Machado investigaba casos de alto perfil como Cardama y la destrucción de documentación pública en el marco de la entrega de un pasaporte al narcotraficante Sebastián Marset, casos que involucran a las altas esferas políticas del gobierno anterior, incluso al expresidente Luis Lacalle Pou. Consultada sobre cómo impacta en estas causas el traslado del fiscal, González respondió que para los magistrados fiscales “todas las causas son importantes” y el hecho de que tomen estado público o involucren a personas mediáticas no las vuelve prioritarias, a pesar de que así sea en el “ideario colectivo”, aunque entiende que implican “situaciones que al país le pueden ser más significativas que otras”.
“Usted no puede tener a una persona, que además ha manifestado su voluntad de que quizás estaría interesado en trabajar en otro ámbito, atada a una causa, porque a las causas en realidad no tendría que importar quién las lleve adelante, porque la fiscalía es una sola”, indicó. Con la salida de Machado, González dijo que se plantea una hoja de ruta junto con una modalidad de trabajo, y eventualmente acude otro fiscal “que quizás tendrá intereses en otro tipo de pruebas”, pero quien “decide en última instancia siempre es el juez, y además está la defensa de los imputados para ir vigilando el trabajo de la Fiscalía”.
La capacitación de Diego Pérez en Roma “no puede llamarle la atención a nadie”
Diego Pérez, quien ocupará el lugar de Machado, asumirá su cargo al regreso de un viaje a Roma, ya que Ferrero lo envió a capacitarse en Italia durante todo junio. González señaló que en la Fiscalía los movimientos son “en cascada”, y sobre la capacitación señaló que “es una situación que no puede llamarle la atención a nadie”. “Los traslados dentro de la Fiscalía no los vemos como algo que tenga detrás algo espurio. No los leemos en esa clave”, aseguró.
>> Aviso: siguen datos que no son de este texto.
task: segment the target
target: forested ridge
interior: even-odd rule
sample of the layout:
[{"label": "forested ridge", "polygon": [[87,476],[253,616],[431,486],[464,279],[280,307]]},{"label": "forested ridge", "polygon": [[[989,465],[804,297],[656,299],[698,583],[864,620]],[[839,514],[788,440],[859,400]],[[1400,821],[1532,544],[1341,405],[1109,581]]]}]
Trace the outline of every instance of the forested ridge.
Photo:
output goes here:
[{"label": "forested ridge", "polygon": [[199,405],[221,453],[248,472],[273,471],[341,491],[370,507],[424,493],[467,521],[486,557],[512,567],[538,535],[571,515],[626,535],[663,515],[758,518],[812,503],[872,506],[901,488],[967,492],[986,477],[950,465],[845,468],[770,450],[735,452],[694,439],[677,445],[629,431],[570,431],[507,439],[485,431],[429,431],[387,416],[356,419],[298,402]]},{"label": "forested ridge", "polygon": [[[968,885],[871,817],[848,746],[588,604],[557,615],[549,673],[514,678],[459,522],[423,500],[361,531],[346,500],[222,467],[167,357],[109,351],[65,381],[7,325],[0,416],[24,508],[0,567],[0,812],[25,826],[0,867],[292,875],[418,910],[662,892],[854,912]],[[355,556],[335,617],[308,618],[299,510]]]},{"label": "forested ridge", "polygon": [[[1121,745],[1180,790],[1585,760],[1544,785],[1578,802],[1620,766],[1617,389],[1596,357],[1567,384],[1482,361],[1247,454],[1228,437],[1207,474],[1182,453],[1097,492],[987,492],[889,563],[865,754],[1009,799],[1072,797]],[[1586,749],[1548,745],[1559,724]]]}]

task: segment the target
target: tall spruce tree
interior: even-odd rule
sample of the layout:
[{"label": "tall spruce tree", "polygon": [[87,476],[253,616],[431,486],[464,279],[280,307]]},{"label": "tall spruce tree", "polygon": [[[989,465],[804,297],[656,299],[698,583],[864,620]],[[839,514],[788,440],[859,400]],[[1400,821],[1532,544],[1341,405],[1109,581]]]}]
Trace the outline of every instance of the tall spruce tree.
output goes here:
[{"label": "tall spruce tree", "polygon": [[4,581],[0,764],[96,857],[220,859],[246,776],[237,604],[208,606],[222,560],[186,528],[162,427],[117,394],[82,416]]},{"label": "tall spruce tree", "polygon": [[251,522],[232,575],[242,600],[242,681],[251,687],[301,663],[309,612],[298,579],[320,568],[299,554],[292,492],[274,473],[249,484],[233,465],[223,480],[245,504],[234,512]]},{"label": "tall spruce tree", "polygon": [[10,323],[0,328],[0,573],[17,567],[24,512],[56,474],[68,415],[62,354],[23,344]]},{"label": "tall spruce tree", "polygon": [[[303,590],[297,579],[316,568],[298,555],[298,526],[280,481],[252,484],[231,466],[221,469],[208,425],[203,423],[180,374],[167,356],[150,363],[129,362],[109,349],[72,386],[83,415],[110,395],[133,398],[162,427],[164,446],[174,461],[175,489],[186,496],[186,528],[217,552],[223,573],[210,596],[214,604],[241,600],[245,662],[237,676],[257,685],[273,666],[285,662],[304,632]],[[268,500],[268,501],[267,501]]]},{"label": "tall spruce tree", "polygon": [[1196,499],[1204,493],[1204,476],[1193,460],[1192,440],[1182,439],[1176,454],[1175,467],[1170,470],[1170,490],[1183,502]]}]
Sobre el posible impacto que podría tener el movimiento en el avance de las causas, reparó en que el lugar es ocupado por una persona que “se entrena para conocer esa carpeta”, y que “cuando viene el nuevo equipo de trabajo tiene a una persona que lo va a asesorar en lo que está sucediendo”. En ese sentido, opinó que, aunque “lleva su tiempo de estudio”, no es “tan complicado ponerse a tiro”, además de que “son causas que llevan mucho tiempo en su investigación y no es que hay que salir corriendo a perseguir a un delincuente”.
Finalmente, sostuvo que no siente amenazada la independencia de la institución. Los políticos “politizan” y los fiscales “judicializamos”, planteó: “Yo no creo que la independencia esté en este momento amenazada por el poder político. Eso es cuestión de cada uno de los fiscales y cómo se sienta. Veo que sí se opina y se opina mucho, pero cada uno sabe cómo tiene que ejercer su tarea”.
“Agobiados”, resumió González tras ser consultada por el tenor del trabajo que llevan adelante los magistrados. Dijo que los trabajadores están “llegando al límite” de lo que pueden “hacer como seres humanos”, puesto que se trabaja con “muy poco presupuesto”, y subrayó que “la falta de fiscales lo que genera es, a la larga, impunidad”.